Zerstörung mit System
Von Jörg Tiedjen
Nach dem Beschuss der einzigen katholischen Kirche in Gaza hat Papst Leo XIV. den israelischen Ministerpräsidenten Benjamin Netanjahu am Freitag in einem Telefonat aufgefordert, für ein rasches Ende des Gazakriegs zu sorgen. Laut Vatican News kam das Gespräch auf Initiative Netanjahus zustande. Am Vorabend hatte dessen Büro auf der Onlineplattform X noch eine ebenso kurze wie irrlichternde Erklärung abgegeben. Demnach bedauere Israel »zutiefst, dass die Kirche der Heiligen Familie in Gaza von verirrter Munition (engl. stray ammunition) getroffen wurde«. Im nachfolgenden Tweet hieß es: »Israel untersucht den Vorfall und ist weiterhin verpflichtet, Zivilisten und heilige Stätten zu schützen.« Auch die Armee gab an, dass sie das Gotteshaus, auf dessen Gelände nach palästinensischen Angaben circa 600 Kriegsvertriebene Zuflucht gefunden hatten, am Donnerstag unbeabsichtigt getroffen habe. »Eine erste Untersuchung deutet darauf hin, dass Fragmente einer Granate die Kirche versehentlich getroffen haben«, zitierte CNN.

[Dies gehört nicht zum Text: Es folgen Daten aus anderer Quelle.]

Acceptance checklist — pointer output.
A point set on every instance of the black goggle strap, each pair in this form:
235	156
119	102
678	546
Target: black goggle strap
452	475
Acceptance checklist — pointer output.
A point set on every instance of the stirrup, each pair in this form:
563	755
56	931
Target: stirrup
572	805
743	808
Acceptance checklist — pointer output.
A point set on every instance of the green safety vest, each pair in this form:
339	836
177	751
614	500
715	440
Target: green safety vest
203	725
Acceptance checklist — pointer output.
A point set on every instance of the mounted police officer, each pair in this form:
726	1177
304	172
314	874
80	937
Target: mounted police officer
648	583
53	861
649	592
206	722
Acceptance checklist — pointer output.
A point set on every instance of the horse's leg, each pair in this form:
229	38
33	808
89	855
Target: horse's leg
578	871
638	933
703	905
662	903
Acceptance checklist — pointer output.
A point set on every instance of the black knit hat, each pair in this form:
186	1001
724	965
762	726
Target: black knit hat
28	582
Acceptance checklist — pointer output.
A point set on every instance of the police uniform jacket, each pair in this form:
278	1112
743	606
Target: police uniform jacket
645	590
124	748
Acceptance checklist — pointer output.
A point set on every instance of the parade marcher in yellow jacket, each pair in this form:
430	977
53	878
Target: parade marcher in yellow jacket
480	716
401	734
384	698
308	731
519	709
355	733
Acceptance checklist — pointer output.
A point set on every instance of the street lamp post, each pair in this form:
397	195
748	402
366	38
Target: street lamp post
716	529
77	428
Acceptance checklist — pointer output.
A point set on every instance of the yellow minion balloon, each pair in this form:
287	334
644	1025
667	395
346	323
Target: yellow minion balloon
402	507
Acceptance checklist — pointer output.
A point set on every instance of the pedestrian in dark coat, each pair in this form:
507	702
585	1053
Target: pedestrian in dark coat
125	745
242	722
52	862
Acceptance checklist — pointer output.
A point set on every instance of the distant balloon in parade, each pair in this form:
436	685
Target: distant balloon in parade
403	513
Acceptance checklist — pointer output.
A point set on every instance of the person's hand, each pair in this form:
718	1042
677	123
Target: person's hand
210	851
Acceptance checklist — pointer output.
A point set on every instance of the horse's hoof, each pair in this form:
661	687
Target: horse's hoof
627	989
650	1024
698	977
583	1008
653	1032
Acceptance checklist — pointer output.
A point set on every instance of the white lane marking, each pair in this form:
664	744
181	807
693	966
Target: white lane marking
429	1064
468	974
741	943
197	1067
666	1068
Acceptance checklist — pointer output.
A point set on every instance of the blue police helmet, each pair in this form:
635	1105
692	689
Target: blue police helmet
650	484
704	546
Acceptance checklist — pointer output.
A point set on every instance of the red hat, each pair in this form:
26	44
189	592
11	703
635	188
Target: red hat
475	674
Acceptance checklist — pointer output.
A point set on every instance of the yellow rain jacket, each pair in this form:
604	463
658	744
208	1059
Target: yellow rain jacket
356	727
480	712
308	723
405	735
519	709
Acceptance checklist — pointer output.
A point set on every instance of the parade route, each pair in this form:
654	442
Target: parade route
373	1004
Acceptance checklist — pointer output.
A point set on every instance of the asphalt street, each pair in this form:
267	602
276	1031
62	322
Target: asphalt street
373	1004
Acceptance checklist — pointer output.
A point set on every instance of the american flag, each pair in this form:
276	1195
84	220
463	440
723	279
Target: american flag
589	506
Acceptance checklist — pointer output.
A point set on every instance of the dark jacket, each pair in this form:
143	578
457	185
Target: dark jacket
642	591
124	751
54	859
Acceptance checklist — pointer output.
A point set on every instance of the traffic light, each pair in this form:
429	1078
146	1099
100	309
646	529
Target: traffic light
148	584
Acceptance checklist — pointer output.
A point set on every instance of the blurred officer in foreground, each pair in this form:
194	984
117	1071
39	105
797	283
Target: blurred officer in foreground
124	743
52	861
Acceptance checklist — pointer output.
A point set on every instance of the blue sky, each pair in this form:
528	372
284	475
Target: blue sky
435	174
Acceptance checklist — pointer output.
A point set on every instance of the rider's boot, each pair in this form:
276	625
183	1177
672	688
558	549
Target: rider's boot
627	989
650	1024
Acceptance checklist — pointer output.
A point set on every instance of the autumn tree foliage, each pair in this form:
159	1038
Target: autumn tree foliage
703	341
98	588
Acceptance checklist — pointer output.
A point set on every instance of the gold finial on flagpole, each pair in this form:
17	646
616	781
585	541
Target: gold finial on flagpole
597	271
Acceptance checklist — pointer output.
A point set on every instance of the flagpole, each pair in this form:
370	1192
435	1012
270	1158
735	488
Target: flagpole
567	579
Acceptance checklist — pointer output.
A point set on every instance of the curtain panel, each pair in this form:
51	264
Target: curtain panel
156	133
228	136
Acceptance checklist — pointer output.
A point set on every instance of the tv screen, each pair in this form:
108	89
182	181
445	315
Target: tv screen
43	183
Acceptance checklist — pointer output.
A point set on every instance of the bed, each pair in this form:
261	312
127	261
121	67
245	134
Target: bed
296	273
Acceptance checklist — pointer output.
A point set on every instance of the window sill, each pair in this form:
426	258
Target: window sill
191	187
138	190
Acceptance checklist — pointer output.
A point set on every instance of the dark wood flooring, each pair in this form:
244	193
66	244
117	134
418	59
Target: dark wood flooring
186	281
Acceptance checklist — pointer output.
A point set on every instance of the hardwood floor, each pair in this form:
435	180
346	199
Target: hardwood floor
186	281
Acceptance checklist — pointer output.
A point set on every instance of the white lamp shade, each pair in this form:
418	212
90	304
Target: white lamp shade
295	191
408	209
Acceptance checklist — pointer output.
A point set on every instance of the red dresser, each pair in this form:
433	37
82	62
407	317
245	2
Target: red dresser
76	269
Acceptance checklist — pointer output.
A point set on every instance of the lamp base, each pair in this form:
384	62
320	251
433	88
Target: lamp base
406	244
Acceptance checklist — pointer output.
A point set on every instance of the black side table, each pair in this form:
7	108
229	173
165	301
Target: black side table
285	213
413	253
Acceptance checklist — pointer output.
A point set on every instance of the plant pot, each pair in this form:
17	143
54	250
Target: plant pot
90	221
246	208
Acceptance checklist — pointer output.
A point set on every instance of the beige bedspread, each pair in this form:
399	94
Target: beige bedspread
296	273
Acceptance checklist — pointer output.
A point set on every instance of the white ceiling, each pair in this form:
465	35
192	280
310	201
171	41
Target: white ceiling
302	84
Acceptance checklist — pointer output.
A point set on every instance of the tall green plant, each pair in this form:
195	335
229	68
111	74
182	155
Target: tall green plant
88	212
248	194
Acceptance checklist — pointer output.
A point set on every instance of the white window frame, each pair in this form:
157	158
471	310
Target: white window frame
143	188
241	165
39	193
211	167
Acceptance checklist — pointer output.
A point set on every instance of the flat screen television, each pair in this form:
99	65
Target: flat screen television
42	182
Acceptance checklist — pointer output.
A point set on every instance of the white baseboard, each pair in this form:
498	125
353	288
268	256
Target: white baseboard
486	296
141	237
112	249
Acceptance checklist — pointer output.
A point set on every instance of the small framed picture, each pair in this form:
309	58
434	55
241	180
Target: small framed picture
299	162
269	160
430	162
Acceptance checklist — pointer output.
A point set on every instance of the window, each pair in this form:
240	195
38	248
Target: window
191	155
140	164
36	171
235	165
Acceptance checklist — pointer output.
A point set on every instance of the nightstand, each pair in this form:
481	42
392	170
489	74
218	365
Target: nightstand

»Was wir mit Sicherheit wissen, ist, dass ein Panzer die Kirche direkt getroffen hat«, hieß es dagegen in einer Stellungnahme des lateinischen Patriarchen von Jerusalem, Kardinal Pierbattista Pizzaballa, unmittelbar nach dem Beschuss. Dabei habe es vier Schwerverletzte gegeben, von denen drei noch am selben Tag verstarben. Unter denen, die leichtere Verwundungen davongetragen haben, sei auch Priester Gabriel Romanelli. Er war zu Lebzeiten von Papst Franziskus während des andauernden Gazakriegs dessen täglicher Gesprächspartner gewesen.
Abgesehen davon, dass die Behauptung, Israel sei dem Schutz von Zivilisten verpflichtet, im Gazastreifen täglich ad absurdum geführt wird: Auch vom Außenministerium des Landes wiederholte Beteuerungen, dass »Israel niemals Kirchen oder religiöse Stätten« angreife, lassen sich leicht widerlegen. Laut einer im Juni vor dem UN-Menschenrechtsrat in Genf veröffentlichten Untersuchung hat Israel allein zwischen dem 7. Oktober 2023 und dem 29. November 2024 »53 Prozent der Kulturerbestätten« des Küstenstreifens beschädigt oder zerstört. Darunter befänden sich »einige der wichtigsten kulturellen und religiösen Sehenswürdigkeiten in Gaza«, so auch die Große Omari-Moschee. Schon im Januar hatte die Palästinensische Nationalbehörde in Ramallah Bilanz gezogen und gab laut Agentur WAFA an, dass 2024 in Gaza 815 Moscheen und drei Kirchen zerstört worden seien. Von Versehen kann man da wohl kaum sprechen.